Logistic regression is one of the most widely used tools in statistical modelling, yet the gap between textbook theory and real-world practice remains a persistent challenge for students, researchers, and practitioners alike. This book bridges that gap with a comprehensive, hands-on guide to binary outcome modelling that goes well beyond the basics.
Built on a foundation of rigorous statistical theory, the book tackles the messy realities that applied analysts routinely face, including separation, rare events bias, overdispersion, and multicollinearity, offering clear and practical strategies for each. Rather than treating these as edge cases, the author positions them as central concerns deserving serious methodological attention.
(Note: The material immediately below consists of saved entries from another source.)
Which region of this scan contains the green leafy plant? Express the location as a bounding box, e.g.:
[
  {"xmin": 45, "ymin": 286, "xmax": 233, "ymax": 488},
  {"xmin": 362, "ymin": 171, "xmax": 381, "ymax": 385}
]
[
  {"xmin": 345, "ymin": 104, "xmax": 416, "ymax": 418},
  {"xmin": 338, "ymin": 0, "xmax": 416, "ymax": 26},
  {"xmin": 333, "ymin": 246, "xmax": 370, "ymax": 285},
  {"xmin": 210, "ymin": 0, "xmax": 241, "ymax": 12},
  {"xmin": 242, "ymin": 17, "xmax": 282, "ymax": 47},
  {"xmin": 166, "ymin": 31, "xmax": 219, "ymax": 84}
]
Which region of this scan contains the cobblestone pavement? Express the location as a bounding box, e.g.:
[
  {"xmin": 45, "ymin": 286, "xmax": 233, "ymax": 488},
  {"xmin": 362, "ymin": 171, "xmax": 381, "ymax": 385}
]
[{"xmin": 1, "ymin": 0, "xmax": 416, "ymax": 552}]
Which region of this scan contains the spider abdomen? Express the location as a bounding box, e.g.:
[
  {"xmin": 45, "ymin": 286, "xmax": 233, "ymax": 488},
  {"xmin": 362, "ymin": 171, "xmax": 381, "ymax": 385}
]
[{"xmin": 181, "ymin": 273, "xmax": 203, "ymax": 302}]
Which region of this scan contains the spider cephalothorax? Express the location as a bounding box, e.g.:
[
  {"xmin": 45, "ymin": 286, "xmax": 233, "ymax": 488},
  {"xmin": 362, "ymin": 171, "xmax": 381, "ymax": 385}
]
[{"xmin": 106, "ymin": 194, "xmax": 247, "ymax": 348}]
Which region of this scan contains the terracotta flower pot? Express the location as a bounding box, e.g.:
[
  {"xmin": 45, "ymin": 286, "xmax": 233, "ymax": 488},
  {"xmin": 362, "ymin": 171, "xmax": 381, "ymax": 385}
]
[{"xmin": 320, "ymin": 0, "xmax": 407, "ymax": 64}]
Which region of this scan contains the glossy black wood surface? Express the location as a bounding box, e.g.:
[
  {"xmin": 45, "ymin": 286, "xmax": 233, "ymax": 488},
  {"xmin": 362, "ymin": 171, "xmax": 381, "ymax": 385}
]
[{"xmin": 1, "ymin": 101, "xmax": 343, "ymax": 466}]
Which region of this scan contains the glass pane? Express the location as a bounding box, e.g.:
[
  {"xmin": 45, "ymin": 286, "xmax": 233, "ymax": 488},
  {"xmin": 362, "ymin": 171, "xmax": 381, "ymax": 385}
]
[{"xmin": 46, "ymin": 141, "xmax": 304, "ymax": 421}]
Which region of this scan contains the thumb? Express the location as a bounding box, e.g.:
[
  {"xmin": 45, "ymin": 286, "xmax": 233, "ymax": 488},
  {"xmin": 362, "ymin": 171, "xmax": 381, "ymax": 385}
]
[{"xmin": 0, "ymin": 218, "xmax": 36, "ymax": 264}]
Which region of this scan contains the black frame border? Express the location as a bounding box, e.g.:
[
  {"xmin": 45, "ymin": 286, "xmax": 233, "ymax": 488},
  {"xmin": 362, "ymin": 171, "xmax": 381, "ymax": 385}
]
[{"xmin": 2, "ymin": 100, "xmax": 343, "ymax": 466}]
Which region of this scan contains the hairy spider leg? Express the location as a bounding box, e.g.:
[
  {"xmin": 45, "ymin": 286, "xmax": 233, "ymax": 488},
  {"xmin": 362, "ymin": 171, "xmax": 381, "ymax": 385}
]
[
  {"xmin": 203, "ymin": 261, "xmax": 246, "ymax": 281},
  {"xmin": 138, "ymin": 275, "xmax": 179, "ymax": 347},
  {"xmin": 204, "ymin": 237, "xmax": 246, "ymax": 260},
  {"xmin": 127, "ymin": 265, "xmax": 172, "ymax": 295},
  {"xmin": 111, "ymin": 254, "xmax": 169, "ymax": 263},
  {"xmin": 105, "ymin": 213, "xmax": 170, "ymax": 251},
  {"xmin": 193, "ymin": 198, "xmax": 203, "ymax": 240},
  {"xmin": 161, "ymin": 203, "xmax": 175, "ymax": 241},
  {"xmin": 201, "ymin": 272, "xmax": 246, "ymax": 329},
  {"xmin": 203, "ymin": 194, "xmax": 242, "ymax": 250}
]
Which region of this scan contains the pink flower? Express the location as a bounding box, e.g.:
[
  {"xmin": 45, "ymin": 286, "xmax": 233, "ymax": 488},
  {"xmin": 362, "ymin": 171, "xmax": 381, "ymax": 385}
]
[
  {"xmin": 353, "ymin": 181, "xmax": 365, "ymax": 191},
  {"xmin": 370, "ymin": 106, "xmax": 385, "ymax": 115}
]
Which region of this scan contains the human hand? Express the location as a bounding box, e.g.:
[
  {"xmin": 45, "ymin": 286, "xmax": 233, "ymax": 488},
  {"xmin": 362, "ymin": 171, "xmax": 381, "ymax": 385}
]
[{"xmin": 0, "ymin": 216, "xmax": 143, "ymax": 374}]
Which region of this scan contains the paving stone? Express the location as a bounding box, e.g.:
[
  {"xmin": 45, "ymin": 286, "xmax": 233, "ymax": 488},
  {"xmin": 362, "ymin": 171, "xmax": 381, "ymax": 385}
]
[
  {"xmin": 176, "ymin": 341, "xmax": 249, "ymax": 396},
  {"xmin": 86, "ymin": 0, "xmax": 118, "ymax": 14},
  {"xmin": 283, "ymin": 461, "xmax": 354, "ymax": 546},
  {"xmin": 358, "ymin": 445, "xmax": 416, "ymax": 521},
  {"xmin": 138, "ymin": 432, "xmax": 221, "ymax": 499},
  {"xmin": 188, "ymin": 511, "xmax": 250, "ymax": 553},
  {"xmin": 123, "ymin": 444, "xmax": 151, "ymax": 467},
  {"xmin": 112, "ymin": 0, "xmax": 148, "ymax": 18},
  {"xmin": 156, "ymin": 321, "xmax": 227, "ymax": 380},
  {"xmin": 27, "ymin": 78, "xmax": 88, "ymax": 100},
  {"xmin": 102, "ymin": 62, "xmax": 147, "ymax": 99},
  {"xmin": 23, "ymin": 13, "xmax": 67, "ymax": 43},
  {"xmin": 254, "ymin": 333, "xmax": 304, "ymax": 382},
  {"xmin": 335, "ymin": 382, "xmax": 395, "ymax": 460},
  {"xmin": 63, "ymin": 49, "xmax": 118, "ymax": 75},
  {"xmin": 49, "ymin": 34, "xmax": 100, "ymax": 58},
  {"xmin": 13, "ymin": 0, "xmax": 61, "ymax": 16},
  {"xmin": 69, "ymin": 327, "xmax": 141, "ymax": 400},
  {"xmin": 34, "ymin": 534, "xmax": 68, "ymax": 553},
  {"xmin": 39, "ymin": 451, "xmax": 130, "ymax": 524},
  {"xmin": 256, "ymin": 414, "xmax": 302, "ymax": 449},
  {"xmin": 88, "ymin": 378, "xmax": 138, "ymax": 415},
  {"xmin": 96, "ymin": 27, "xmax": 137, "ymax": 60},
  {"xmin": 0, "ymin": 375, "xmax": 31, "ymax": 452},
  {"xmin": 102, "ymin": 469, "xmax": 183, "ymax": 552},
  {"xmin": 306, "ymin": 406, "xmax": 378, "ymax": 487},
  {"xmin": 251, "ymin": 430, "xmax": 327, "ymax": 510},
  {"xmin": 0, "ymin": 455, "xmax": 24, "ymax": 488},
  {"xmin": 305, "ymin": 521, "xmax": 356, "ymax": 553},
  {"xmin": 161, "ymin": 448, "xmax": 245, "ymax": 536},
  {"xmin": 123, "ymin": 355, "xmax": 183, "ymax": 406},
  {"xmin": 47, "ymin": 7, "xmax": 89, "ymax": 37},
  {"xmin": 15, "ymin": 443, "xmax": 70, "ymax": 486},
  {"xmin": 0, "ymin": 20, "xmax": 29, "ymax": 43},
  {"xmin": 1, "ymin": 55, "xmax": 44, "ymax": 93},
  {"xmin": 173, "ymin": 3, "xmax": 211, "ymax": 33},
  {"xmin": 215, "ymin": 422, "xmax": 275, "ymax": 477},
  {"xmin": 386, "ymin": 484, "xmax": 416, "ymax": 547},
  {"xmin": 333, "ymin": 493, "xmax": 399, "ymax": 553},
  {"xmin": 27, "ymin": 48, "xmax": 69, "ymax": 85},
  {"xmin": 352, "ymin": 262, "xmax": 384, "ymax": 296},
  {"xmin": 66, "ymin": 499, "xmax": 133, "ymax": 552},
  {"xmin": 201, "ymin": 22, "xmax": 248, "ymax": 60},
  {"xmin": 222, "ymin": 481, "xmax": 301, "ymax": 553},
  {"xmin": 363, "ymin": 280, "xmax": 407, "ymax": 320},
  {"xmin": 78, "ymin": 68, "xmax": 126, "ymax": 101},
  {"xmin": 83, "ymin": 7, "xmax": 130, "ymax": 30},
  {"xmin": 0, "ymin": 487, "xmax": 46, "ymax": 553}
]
Modern variable selection strategies are examined in depth, contrasting traditional approaches with contemporary regularisation methods, while advanced topics such as Bayesian logistic regression and propensity score methods broaden the reader's analytical toolkit.
Throughout, statistical theory is integrated with computational methods and domain knowledge, grounded in reproducible R code, simulated examples, and real-world applications drawn from fields where the stakes of getting it wrong are high.
Whether you are an advanced undergraduate or graduate student studying regression modelling or applied statistics, a researcher navigating imbalanced outcomes in epidemiology or finance, or a data scientist seeking reliable methods for classification problems, this book offers the depth and practicality to meet you where you are and take your work further.